Unable to reach agreement with regulators, the former finance chief is probably heading to trial over a failure to disclose a change in accounting practice.
Stephen Taub, CFO.com | US
March 24, 2006

Unable to hammer out a deal with securities regulators, a former Halliburton Co. CFO accused of accounting violations will probably go to trial, according to The Houston Chronicle.

In August 2004, the Securities and Exchange Commission brought charges against the energy-services company, its former CFO Gary Morris, and its onetime controller Robert Muchmore Jr. for failure to disclose a change in the company's accounting practice related to cost overruns.

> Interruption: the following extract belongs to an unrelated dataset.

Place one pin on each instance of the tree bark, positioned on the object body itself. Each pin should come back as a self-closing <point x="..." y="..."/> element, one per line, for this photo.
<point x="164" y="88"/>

The change was made during Vice President Cheney's tenure as Halliburton's chief executive. The SEC had alleged that Morris and Muchmore were responsible for hiding a 1998 accounting change that should have been reported in Halliburton's public filings. The change resulted in a 46 percent overstatement of reported pretax income for 1998, according to the commission's complaint.

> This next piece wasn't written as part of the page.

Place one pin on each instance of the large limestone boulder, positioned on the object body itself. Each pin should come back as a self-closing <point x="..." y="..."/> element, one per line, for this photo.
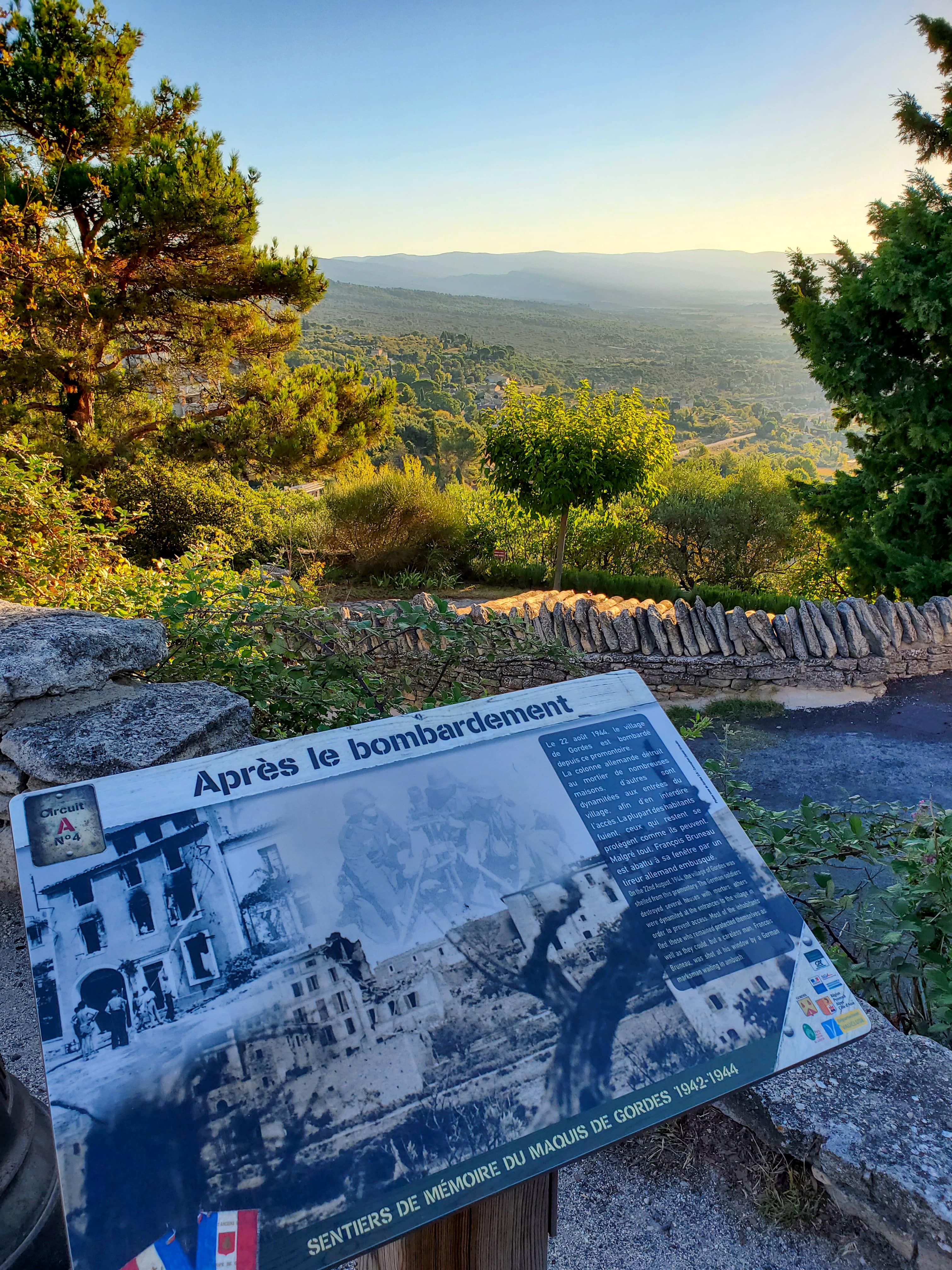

In a settlement with the SEC, the company and Muchmore agreed to shun future securities law violations. To settle civil charges for not fully cooperating with the commission's probe, Muchmore and Halliburton agreed to pay $50,000 and $7.5 million penalties, respectively.

For his part, Morris did not agree to settle. As a result, the SEC filed an enforcement action against the ex-CFO in U.S. District Court in Houston. In September 2005, a federal judge dismissed one of two civil charges leveled against Morris: the dropped allegation held that he helped the company put together financial reports that failed to promptly disclose a change in accounting procedures, according to several press reports.

Morris still faced judgment on the SEC's charge of negligence for allowing financial statements to be released without full accounting disclosure. Morris and the SEC were unable to settle the charge this month through a court-appointed mediator, according to the Chronicle. Because of that, his case will probably move to trial sometime in May, the paper reported.